Chapitre 79 : Encore une fois
Lundi matin. Combien de fois, depuis l’origine des temps, la semaine avait-elle recommencé ? Avec la naissance de la lumière, par les mains de Dieu, est venue l’idée du lundi aussi… Et elle ne disparaîtrait pas, même si les Elohim le faisaient.
Une fois de plus, la semaine, ainsi que le monde, s’étaient remis à zéro. Mais les pensées de l’humanité restaient dans la journée précédente. Les nouvelles, partout dans le monde, discutaient de l’étrange phénomène qui s’était produit à Séoul. Les médias ont rapidement trouvé un nom pour ce phénomène : la naissance de la lumière. Et tout aussi rapidement qu’ils l’ont nommé, ils ont eu besoin de l’expliquer, bien que cette tâche ne soit pas aussi facile.
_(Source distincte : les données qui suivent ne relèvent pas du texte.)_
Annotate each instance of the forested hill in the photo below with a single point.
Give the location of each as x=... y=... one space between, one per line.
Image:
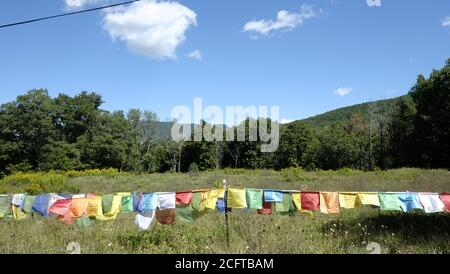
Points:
x=379 y=108
x=341 y=115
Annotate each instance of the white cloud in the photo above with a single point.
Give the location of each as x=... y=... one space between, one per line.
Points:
x=149 y=27
x=446 y=22
x=79 y=3
x=342 y=91
x=196 y=54
x=374 y=3
x=285 y=21
x=286 y=121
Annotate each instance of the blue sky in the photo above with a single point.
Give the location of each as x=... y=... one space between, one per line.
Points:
x=316 y=56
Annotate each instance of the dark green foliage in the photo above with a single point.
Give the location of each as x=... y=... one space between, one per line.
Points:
x=41 y=133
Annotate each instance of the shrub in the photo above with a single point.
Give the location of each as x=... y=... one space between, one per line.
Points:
x=36 y=183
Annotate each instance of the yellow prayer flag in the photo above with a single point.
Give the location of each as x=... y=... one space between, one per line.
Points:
x=213 y=195
x=236 y=198
x=296 y=198
x=348 y=199
x=329 y=202
x=369 y=198
x=95 y=206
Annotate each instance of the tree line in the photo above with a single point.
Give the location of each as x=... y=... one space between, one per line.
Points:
x=38 y=132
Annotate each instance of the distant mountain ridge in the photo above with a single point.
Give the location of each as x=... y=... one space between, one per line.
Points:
x=341 y=115
x=337 y=116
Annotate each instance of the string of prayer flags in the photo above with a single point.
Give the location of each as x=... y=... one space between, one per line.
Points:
x=197 y=198
x=17 y=212
x=254 y=198
x=369 y=198
x=28 y=203
x=348 y=200
x=310 y=201
x=5 y=205
x=211 y=197
x=220 y=205
x=41 y=204
x=148 y=202
x=166 y=200
x=329 y=202
x=183 y=198
x=18 y=200
x=165 y=216
x=273 y=196
x=94 y=208
x=285 y=205
x=445 y=198
x=266 y=209
x=237 y=198
x=409 y=201
x=169 y=207
x=431 y=202
x=185 y=213
x=144 y=220
x=389 y=201
x=136 y=199
x=78 y=207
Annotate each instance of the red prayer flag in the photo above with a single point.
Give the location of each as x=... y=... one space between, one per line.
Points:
x=310 y=201
x=267 y=208
x=183 y=198
x=445 y=198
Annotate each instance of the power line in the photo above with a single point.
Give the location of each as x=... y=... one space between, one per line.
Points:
x=66 y=14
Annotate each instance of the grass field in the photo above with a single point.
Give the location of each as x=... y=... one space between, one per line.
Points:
x=348 y=232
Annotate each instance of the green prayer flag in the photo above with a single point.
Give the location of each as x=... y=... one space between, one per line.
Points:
x=107 y=203
x=185 y=214
x=5 y=205
x=389 y=201
x=28 y=203
x=127 y=204
x=286 y=205
x=254 y=198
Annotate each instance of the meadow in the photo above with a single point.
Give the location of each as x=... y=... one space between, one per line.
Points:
x=351 y=231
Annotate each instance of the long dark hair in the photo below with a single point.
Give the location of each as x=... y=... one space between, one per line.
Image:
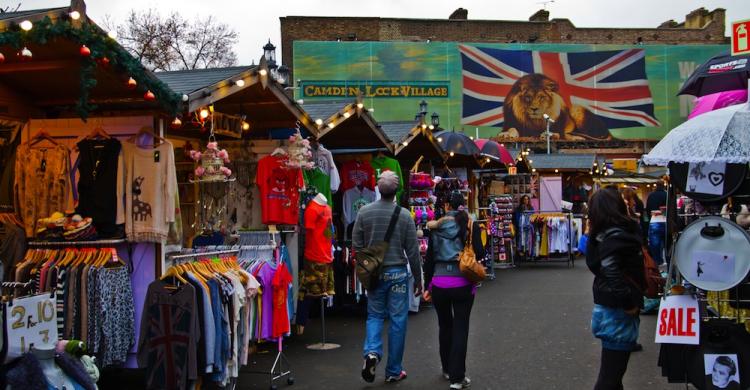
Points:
x=607 y=209
x=456 y=200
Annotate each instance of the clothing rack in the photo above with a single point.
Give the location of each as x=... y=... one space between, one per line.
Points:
x=569 y=258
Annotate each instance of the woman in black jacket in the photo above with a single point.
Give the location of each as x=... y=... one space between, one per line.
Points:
x=615 y=257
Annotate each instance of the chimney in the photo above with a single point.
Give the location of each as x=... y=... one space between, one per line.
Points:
x=459 y=14
x=697 y=18
x=540 y=16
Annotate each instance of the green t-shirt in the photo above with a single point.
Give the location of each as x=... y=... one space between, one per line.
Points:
x=382 y=163
x=315 y=178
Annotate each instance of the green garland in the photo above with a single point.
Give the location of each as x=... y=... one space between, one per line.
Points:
x=46 y=31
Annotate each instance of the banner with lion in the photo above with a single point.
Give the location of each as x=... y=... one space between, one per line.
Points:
x=583 y=93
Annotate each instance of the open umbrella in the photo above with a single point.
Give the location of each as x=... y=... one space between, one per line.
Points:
x=719 y=74
x=716 y=136
x=457 y=143
x=718 y=100
x=492 y=149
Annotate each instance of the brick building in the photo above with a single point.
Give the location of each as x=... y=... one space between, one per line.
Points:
x=700 y=27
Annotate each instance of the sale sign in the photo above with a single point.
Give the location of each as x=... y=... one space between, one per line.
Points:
x=30 y=321
x=678 y=321
x=741 y=37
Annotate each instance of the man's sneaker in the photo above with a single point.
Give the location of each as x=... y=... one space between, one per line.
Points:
x=368 y=369
x=464 y=384
x=396 y=378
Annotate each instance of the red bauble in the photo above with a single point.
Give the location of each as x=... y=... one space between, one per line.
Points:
x=176 y=123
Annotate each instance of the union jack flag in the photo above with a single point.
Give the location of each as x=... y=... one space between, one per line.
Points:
x=610 y=84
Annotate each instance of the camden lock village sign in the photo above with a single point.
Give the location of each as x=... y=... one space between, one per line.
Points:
x=352 y=88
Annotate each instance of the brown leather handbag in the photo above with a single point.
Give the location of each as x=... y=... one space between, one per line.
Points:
x=467 y=262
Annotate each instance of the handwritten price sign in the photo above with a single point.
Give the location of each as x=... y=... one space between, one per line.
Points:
x=30 y=321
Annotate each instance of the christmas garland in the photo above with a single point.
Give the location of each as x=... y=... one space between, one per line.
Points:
x=104 y=50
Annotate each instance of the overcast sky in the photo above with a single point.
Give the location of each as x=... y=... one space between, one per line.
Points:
x=257 y=21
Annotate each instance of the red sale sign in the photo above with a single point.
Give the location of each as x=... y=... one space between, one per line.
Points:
x=678 y=321
x=741 y=37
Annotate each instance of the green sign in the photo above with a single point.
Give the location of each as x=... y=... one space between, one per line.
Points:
x=395 y=76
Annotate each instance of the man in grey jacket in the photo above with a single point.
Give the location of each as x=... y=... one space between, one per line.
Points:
x=389 y=299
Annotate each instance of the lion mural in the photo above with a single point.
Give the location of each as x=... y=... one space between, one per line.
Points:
x=534 y=95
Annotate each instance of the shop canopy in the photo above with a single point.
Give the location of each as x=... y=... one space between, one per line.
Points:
x=347 y=125
x=62 y=65
x=246 y=92
x=412 y=140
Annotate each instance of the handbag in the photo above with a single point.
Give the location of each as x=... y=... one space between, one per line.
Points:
x=370 y=260
x=467 y=262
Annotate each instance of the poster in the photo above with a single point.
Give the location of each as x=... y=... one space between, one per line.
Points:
x=706 y=178
x=710 y=266
x=722 y=371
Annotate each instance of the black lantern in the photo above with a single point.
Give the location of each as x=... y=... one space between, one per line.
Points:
x=435 y=119
x=269 y=51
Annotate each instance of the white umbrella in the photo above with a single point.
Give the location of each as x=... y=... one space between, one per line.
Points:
x=717 y=136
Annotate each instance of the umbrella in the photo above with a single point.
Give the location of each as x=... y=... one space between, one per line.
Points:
x=719 y=74
x=716 y=101
x=456 y=143
x=716 y=136
x=494 y=150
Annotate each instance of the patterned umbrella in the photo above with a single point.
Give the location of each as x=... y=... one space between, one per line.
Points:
x=494 y=150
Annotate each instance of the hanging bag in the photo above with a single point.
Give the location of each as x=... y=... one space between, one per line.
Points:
x=467 y=262
x=370 y=260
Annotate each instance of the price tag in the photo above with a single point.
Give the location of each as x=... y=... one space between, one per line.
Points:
x=30 y=321
x=678 y=321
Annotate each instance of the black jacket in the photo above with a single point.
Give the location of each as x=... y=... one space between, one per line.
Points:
x=615 y=257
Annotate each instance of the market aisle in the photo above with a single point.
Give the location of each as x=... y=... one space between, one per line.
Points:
x=530 y=330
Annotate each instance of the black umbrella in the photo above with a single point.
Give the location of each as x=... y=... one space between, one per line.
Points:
x=457 y=144
x=720 y=73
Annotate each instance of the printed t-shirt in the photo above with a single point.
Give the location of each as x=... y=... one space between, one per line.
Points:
x=279 y=191
x=355 y=173
x=281 y=280
x=319 y=234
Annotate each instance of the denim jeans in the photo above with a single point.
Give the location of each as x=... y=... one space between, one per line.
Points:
x=388 y=300
x=656 y=233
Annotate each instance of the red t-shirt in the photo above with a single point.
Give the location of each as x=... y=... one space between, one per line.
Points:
x=354 y=173
x=318 y=228
x=279 y=191
x=280 y=282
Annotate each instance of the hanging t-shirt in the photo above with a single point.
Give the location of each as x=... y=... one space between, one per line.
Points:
x=324 y=161
x=382 y=163
x=281 y=281
x=318 y=228
x=317 y=180
x=354 y=199
x=279 y=188
x=355 y=173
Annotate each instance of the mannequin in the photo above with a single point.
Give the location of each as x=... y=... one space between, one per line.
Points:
x=316 y=276
x=54 y=375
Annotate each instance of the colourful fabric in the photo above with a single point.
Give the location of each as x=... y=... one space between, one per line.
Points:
x=279 y=188
x=280 y=282
x=318 y=233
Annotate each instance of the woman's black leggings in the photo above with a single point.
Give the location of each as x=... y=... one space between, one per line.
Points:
x=453 y=307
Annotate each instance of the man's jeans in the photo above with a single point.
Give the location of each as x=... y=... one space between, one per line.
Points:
x=388 y=300
x=656 y=233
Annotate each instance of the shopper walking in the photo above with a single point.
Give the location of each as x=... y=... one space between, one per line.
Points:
x=614 y=255
x=451 y=293
x=389 y=298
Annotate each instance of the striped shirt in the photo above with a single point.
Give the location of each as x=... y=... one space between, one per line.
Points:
x=370 y=227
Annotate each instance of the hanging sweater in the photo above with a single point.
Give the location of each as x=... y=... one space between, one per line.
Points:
x=150 y=190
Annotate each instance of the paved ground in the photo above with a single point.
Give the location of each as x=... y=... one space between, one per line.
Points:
x=530 y=330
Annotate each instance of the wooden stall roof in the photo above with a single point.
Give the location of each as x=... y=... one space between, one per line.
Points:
x=49 y=85
x=261 y=99
x=347 y=125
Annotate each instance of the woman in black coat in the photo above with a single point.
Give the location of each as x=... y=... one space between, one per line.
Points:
x=615 y=257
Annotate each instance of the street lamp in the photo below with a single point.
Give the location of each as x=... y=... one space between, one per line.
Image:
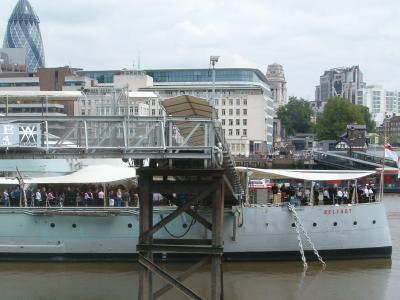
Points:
x=213 y=60
x=241 y=139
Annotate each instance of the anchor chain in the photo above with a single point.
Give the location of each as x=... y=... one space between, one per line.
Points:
x=299 y=224
x=303 y=257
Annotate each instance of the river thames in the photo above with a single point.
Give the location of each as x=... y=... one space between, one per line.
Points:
x=357 y=279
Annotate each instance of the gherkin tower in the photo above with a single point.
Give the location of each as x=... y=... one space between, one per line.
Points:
x=23 y=32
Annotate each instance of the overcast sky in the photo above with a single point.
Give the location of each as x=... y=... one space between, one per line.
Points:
x=305 y=36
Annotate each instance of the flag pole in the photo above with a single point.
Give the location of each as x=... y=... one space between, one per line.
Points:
x=384 y=156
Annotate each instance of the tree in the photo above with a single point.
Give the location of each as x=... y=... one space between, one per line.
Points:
x=338 y=113
x=296 y=116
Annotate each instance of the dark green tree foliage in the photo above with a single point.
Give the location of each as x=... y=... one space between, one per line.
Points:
x=296 y=116
x=338 y=113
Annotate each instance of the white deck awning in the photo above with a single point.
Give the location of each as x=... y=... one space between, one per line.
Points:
x=86 y=175
x=189 y=106
x=309 y=175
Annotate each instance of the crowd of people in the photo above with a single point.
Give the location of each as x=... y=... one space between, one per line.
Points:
x=329 y=195
x=47 y=196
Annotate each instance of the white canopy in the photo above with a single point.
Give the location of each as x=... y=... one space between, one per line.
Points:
x=310 y=175
x=89 y=174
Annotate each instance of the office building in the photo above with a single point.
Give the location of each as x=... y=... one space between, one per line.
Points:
x=243 y=101
x=380 y=101
x=346 y=82
x=23 y=32
x=12 y=60
x=277 y=82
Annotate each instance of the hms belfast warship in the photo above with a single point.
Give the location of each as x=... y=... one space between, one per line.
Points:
x=188 y=137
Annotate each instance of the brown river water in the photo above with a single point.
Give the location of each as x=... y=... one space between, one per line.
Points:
x=357 y=279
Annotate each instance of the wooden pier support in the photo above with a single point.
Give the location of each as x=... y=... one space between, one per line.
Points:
x=207 y=189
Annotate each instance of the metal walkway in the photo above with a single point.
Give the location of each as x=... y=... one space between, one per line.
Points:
x=357 y=161
x=168 y=141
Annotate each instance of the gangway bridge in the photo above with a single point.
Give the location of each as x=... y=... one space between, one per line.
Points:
x=188 y=158
x=187 y=137
x=354 y=161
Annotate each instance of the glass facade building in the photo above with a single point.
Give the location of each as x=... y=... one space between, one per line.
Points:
x=205 y=75
x=23 y=32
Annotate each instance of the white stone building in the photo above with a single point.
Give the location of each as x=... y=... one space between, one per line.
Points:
x=243 y=102
x=276 y=79
x=380 y=101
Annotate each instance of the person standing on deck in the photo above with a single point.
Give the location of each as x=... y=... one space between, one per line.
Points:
x=6 y=199
x=125 y=198
x=69 y=197
x=101 y=195
x=366 y=193
x=345 y=196
x=325 y=196
x=118 y=201
x=340 y=196
x=38 y=198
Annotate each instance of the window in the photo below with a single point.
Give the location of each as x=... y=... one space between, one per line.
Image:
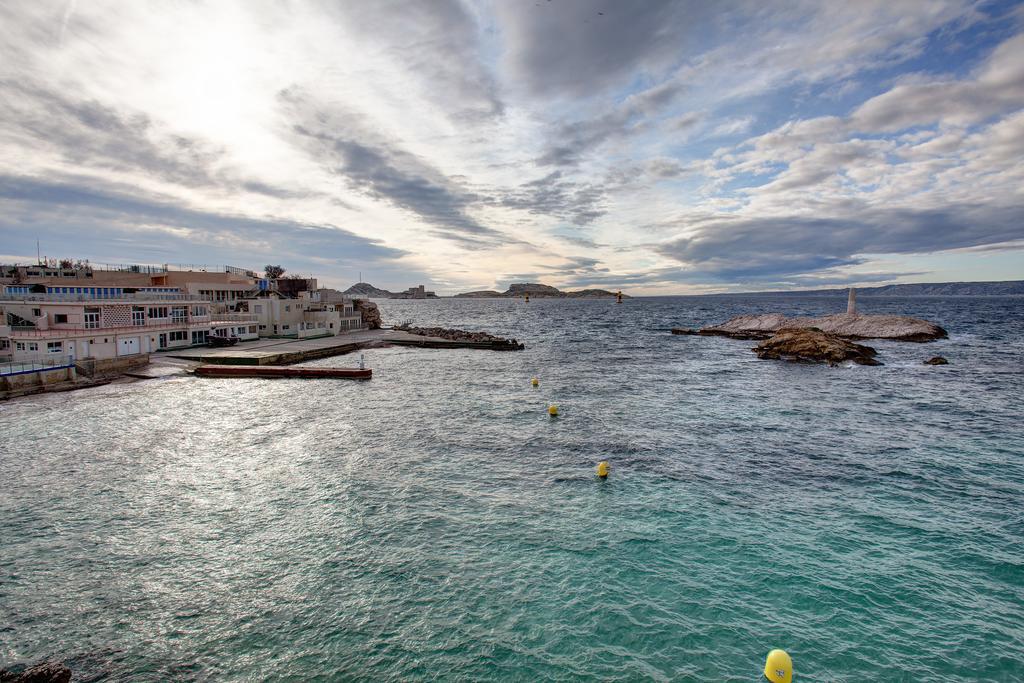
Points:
x=91 y=318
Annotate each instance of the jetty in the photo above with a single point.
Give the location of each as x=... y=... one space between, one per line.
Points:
x=279 y=371
x=290 y=351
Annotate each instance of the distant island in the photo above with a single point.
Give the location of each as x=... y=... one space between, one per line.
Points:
x=371 y=292
x=1004 y=288
x=540 y=292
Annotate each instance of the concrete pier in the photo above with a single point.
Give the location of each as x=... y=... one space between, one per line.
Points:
x=287 y=351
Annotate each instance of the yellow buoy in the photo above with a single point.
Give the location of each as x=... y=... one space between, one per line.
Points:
x=778 y=667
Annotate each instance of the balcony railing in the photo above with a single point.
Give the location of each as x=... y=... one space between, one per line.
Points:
x=137 y=296
x=64 y=333
x=43 y=363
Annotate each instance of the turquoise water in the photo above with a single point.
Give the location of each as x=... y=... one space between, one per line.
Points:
x=435 y=522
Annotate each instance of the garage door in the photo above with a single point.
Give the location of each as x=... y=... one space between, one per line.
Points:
x=128 y=346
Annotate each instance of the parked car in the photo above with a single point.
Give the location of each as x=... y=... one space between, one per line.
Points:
x=222 y=340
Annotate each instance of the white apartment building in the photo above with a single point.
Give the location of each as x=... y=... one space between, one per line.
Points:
x=100 y=326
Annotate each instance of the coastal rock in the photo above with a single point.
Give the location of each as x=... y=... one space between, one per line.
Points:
x=539 y=291
x=46 y=672
x=897 y=328
x=370 y=312
x=463 y=335
x=813 y=345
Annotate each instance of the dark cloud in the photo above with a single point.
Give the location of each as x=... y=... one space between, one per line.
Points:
x=555 y=196
x=386 y=172
x=439 y=41
x=91 y=135
x=753 y=249
x=582 y=47
x=571 y=141
x=119 y=223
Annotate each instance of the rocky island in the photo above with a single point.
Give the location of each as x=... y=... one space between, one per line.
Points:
x=822 y=339
x=539 y=291
x=482 y=338
x=849 y=326
x=813 y=345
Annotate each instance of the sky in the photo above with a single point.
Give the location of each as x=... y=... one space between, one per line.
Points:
x=660 y=147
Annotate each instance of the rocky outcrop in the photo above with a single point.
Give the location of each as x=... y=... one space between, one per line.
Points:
x=368 y=290
x=898 y=328
x=538 y=291
x=47 y=672
x=370 y=312
x=464 y=336
x=812 y=345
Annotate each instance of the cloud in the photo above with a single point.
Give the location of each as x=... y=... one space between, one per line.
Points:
x=439 y=41
x=579 y=48
x=383 y=171
x=743 y=249
x=119 y=223
x=996 y=87
x=555 y=196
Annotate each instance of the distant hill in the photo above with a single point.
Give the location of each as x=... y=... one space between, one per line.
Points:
x=538 y=291
x=368 y=290
x=1004 y=288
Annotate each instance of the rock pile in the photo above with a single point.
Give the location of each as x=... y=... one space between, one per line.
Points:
x=370 y=312
x=46 y=672
x=897 y=328
x=812 y=345
x=463 y=335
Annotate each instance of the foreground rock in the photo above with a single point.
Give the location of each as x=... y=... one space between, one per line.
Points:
x=463 y=335
x=370 y=312
x=47 y=672
x=850 y=326
x=811 y=345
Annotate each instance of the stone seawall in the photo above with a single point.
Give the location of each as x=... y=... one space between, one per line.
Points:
x=34 y=382
x=107 y=367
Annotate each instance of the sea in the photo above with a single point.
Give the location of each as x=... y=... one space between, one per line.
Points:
x=436 y=523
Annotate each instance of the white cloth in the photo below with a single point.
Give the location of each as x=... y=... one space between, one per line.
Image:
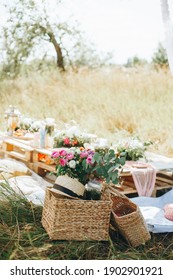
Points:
x=153 y=213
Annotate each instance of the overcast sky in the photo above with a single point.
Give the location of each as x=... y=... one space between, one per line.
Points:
x=124 y=27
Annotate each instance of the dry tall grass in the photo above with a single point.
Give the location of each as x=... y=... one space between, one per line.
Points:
x=102 y=101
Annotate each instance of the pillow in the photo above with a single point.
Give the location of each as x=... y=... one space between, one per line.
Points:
x=11 y=168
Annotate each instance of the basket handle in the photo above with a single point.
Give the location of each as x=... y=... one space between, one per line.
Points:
x=116 y=192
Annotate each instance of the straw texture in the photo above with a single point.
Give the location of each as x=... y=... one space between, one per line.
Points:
x=69 y=183
x=71 y=219
x=127 y=218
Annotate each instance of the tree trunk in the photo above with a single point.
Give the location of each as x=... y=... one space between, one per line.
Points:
x=60 y=60
x=168 y=32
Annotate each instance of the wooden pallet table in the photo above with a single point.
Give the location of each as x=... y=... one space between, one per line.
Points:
x=43 y=165
x=18 y=149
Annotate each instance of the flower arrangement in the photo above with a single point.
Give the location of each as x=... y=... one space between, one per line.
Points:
x=71 y=137
x=133 y=148
x=25 y=123
x=36 y=125
x=86 y=164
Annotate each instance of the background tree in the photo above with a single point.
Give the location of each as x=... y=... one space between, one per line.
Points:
x=135 y=62
x=159 y=58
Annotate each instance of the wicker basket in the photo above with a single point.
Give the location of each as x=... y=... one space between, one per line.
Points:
x=76 y=219
x=127 y=218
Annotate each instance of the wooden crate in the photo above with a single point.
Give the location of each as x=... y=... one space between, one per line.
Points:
x=43 y=164
x=17 y=149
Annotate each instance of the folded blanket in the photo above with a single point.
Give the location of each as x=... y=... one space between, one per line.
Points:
x=153 y=212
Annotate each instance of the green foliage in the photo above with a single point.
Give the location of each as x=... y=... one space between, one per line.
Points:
x=107 y=166
x=31 y=33
x=159 y=58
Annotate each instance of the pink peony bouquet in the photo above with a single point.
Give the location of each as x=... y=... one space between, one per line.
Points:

De nombreuses idées ont circulé, depuis les sources d’information dignes de foi affirmant qu’il s’agissait d’un éclat lumineux provenant du soleil jusqu’aux journaux à sensation et aux tabloïds parlant d’une expérience gouvernementale qui aurait mal tourné ou d’extraterrestres venus de l’espace pour tester la Corée. Absurdité ou non, les citoyens de chaque pays avaient leur propre opinion, indépendamment de toutes les inepties qui circulaient.
Les seuls à connaître la vérité étaient les joueurs du Mirage. Ombres et lumières, une telle chose ne pouvait être créée que par leur système. Chacun d’entre eux avait des pensées compliquées – excitation, curiosité, nervosité, et terreur – toutes différentes les unes des autres. Ils comprenaient seulement que le Mirage entrait dans une nouvelle phase, et que le monde qu’ils connaissaient était proche de sa fin.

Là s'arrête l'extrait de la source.